[Python-Dev] sgmllib Comments

Mon Jun 12 06:01:23 CEST 2006

Fred L. Drake, Jr. wrote:
> On Sunday 11 June 2006 16:26, Sam Ruby wrote:
> > Planet is a feed aggregator written in Python. It depends heavily on
> > SGMLLib. A recent bug report turned out to be a deficiency in sgmllib,
> > and I've submitted a test case and a patch[1] (use or discard the patch,
> > it is the test that I care about).
>> And it's a nice aggregator to use, indeed!
>> > While looking around, a few things surfaced. For starters, it would
> > seem that the version of sgmllib in SVN HEAD will selectively unescape
> > certain character references that might appear in an attribute.
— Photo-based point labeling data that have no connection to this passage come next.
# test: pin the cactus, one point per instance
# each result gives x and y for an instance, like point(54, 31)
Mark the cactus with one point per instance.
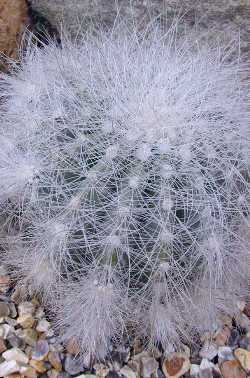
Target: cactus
point(126, 178)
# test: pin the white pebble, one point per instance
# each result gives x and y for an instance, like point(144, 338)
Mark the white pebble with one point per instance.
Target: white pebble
point(8, 367)
point(43, 325)
point(5, 330)
point(194, 370)
point(209, 351)
point(15, 354)
point(206, 364)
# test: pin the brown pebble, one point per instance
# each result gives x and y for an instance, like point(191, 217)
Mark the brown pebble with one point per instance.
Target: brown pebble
point(39, 366)
point(246, 310)
point(3, 346)
point(26, 321)
point(175, 365)
point(222, 336)
point(55, 360)
point(232, 369)
point(4, 310)
point(4, 280)
point(29, 336)
point(13, 19)
point(30, 372)
point(72, 346)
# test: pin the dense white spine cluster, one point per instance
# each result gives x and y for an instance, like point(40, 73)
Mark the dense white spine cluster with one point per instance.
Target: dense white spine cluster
point(124, 173)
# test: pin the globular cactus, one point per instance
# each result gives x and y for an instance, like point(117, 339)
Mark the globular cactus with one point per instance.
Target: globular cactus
point(126, 180)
I say
> > selectively, as:
> >
> > * it will unescape &amp;
> > * it won't unescape &copy;
> > * it will unescape &#38;
> > * it won't unescape &#x26;
> > * it will unescape &#146;
> > * it won't unescape &#8217;
>> And just why would you use sgmllib to handle RSS or ATOM feeds? Neither is 
> defined in terms of SGML. The sgmllib documentation also notes that it isn't 
> really a fully general SGML parser (it isn't), but that it exists primarily 
> as a foundation for htmllib.

The feed itself is read first with SAX (then with a fallback using 
sgmllib if the feed is not well formed, but that's beside the point). 
Then the embedded HTML portions are then processed with subclasses of 
sgmllib.
> > There are a number of issues here. While not unescaping anything is
> > suboptimal, at least the recipient is aware of exactly which characters
> > have been unescaped (i.e., none of them). The proposed solution makes
> > it impossible for the recipient to know which characters are unescaped,
> > and which are original. (Note: feeds often contain such abominations as
> > &amp;copy; which the new code will treat indistinguishably from &copy;)
>> My suspicion is that the "right" thing to do at the sgmllib level is to 
> categorize the markup and call a method depending on what the entity 
> reference is, and let that handle whatever it is. For SGML, that means we 
> have things like &name; (entity references), &#123; (character references), 
> and that's it. &#x123; isn't legal SGML under any circumstance; 
> the "&#x<number>;" syntax was introduced with XML.

... but it effectively is valid HTML. And as you point out below 
sgmllib's raison d’être is to support htmllib.
> > Additionally, there is a unicode issue here - one that is shared by
> > handle_charref, but at least that method is overrideable. If unescaping
> > remains, do it for hex character references and for values greather than
> > 8-bits, i.e., use unichr instead of chr if the value is greater than 127.
>> For SGML, it's worse than that, since the document character set is defined in 
> the SGML declaration, which is a far hairier beast than an XML 
> declaration. :-)

understood
> It really sounds like sgmllib is the wrong foundation for this. While the 
> module has some questionable behaviors, none of them are signifcant in the 
> context it's intended context (support for htmllib). Now, I understand that 
> RSS has historical issues, with HTML-as-practiced getting embedded as payload 
> data with various flavors of escaping applied, and I'm not an expert in the 
> details of that. Have you looked at HTMLParser as an alternate to sgmllib? 
> It has better support for XHTML constructs.

HTMLParser is less forgiving, and generally less suitable for consuming 
HTML as practiced.
- Sam Ruby